On June 30, 2025, C&M Software, which connects Brazil’s Central Bank to local banks and financial institutions, was hacked after an employee sold login details for about $2,700.
The breach let attackers steal 800 million Brazilian reais, or roughly $140 million, from reserve accounts at six linked institutions. Threat actors used the stolen credentials to break into the system and move funds at will.
How the Hack Unfolded?
Investigators found that a single staff member of C&M Software handed over valid corporate credentials in exchange for cash. With these details, the hackers accessed the software managing reserve accounts.
Six banks, including BMP, saw unauthorized transfers from the accounts they held with the central bank’s system. This single point of failure exposed the weakness in a network that sits at the heart of Brazil’s financial plumbing.
Laundering Through Crypto
According to on‑chain detective ZachXBT, the attackers converted about $30 million to $40 million of the stolen reais into Bitcoin, Ether and USDt.

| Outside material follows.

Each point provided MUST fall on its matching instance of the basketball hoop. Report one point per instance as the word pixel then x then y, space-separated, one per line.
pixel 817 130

They then laundered these digital assets through exchanges in Latin America and over‑the‑counter trading desks. By spreading the funds across multiple platforms, they aimed to erase money trails and complicate any tracing efforts.
Echoes of Other Breaches
This intrusion mirrors a recent incident at Coinbase, where customer service staff were bribed to reveal user data.
That breach affected around 69,000 clients and showed how social engineering can undermine even top crypto firms. The C&M hack serves as a reminder that both finance and crypto sectors face similar threats when insiders turn against their employers.
Rising Cyber Risks for Centralised Systems
The attack on C&M highlights the growing danger that centralised software and servers pose. A single compromised login can expose millions of records, sensitive documents or billions in capital.
Such systems offer hackers massive returns on minimal effort since one breach can unlock access to entire networks. As attackers adopt new tools like artificial intelligence, the odds of finding and exploiting weak points increase.
The Case for Decentralisation
Eran Barak, CEO of Shielded Technologies, argues that blockchain privacy tools will play a key role in stopping AI‑assisted hacks. He points to zero-knowledge proofs as an example. With these methods, networks do not store all user data in one place.
Instead, they verify transactions without revealing personal information. This forces hackers to target individual wallets or accounts, where their payoff would be limited to a single record rather than millions. Barak says that would make hackers move on to easier targets.
Lessons and Next Steps
Brazil’s financial authorities are now auditing C&M Software’s security practices and reviewing access controls across all linked banks.
Institutions are being urged to tighten staff vetting and to monitor for unusual login patterns. At the same time, exchanges and fintech firms around the world are watching closely, knowing that insider threats can strike anywhere.